I've been working on implementation guides for decades, first in CDA and then in FHIR, in HL7, IHE and other SDOs. Everyone has a slightly different approach, but there's also a lot of commonality.
Assuming a web publication format with highly linkable output, this is how I would put the outline together today:
Home
The home page orients you towards the entire specification. It contains a short (no more than a paragraph) description of the problem it solves, and allows you to navigate through the main components of the specification. It includes at the end a link to download the specification or subcomponents of it used for implementation, a link to any source code or other materials, et cetera.
Intro
The introduction section describes the content of the IG in more detail. This includes the audience for the material, the scope of work explicitly included and excluded, describes the conventions used in the document (e.g., key words such as SHALL/SHOULD/MAY, other conventions), describes the organization of the document in detail, and acknowledges contibutors and/or sponsors of the work. If there's a short glossary, it can go in this section as well, a longer glossary goes at the end in an appendix.
Overview
The overview section gives a clear and detailed statement of the problem that the IG is trying to solve. It includes an explanatory description of key concepts and terms which may not be familiar to all readers, but these are short (more detailed material can be included as references). It can also provide a description of the technical environment in which the IG is expected to be used (e.g., what systems, networks, et cetera, are available/used).
Use Cases
The use cases section lists each high level use case (these are user oriented), provides a short description of each one, and then launches into a detailed description of each of the use cases. The detailed descriptions include sequence diagrams associated with the steps of the use case, along with a narrative description of what happens in each step.
Actors
The actors section lists each technical (e.g., non-human or system) actor identified in the use cases, and specifically identifies the requirements of each of these. If there's optional behavior for the actors, it can be described in this section. I'd recommend identifying options by name, and giving requirements for each named option (this is how IHE handles options), as it makes addressing verifying implementations do what they say they will do (a.k.a., Conformity Assessment) a lot easier.
Security
There should be a security considerations section that addresses security concerns. This section should identify all the security concerns, and may reference more detailed content elsewhere in the IG. The security concerns section may identify specific actor requirements, but these should be detailed in the requirements for individual actors. This is so that all requirements are present in one place, not spread throughout the IG.
Interactions
There should be a section to describe all the interactions the IG has between the technical actors it defined (IHE identifies these as transactions). In a RESTful environment, these are the GET/PUT/POST/DELETE operations that it supports. In FHIR, these are the operations that the IG describes. This includes the standard ones such as read, vread, search, create and update, and others such as $expand, but also includes any custom operations described by the IG.

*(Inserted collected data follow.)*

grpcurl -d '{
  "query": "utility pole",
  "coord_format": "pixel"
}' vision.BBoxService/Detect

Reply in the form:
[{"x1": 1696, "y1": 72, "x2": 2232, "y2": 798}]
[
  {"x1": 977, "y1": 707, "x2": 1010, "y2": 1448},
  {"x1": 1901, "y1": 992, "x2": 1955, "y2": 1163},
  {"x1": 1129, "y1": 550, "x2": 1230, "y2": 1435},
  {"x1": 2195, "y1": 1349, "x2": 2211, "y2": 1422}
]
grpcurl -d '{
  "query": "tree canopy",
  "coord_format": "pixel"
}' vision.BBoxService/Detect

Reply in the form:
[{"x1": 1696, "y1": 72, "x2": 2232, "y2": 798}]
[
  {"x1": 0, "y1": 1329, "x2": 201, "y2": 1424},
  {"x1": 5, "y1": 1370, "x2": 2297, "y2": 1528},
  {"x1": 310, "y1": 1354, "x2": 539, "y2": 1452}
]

Detailed Interaction Descriptions
Each interaction should describe the requirements of the actors participating in the interaction, and should also include a security considerations section, which should indicate specific security requirements that can be tested during the execution of the interaction (e.g., audit logging, encryption, et cetera). When the interactions work with profiled content, the requirements should indicate that the interaction shall operate on content that conforms to the specific profile. That profile should be described in more detail in a separate section. There are some occasions where a FHIR Resource profile is described in general form (e.g., uses this content), but have specific constraints in the content of some interaction (for example, when a resource is sent via create, it shall not have an id, but when sent for an update, it shall). In this case, make these specific requirements of the interaction. One can also create profiles specific to each interaction, but this should only be done when warranted by complexity.
Content Profiles
There should be a section that provides a high level description of each content profile (e.g., resources, extensions, value sets, coding systems, capability statements et cetera). These should be organized in some way (e.g., by type), and described individually. Best practice indicates that the resource or extension profile content should include at least some sort of introductory section describing the purpose and rationale.
Detailed Content Profile Descriptions
Each content profile (e.g., Resource, Extension, Value Set) should have not just the requirements, but also an explanation of why they exist (the rationale). This will help to explain to readers why this item is required and what the purpose is behind its inclusion.
Examples
The examples section (or appendix) provides examples of conforming interactions and content. One include examples with each interaction and content. The examples section simply aggregates these these and provides a high level description of each example.
I've been working on a few examples of this. You can see what I did for the
IHE ACDC Profile and the
HL7 mHealth App Data Exchange IG on the web.
I'm not perfect, and I haven't managed to hit on all of the above in either profile. You can also see I have experimented with slightly different organizations of each as well. I'm working towards the idea that there should be one generalized approach though, and I can see where I might be able to put together a pretty decent outline for use by either IHE or HL7 for use with the FHIR IG Builder.
Keith
P.S. While the work I'm doing here is strictly related to FHIR, there's a notion that this could be applied more broadly that would enable this and my
earlier post this week for other structured formats such as CDA, HL7 Version 2, even X12 and NCPDP wire formats. I'll talk about this a little bit later.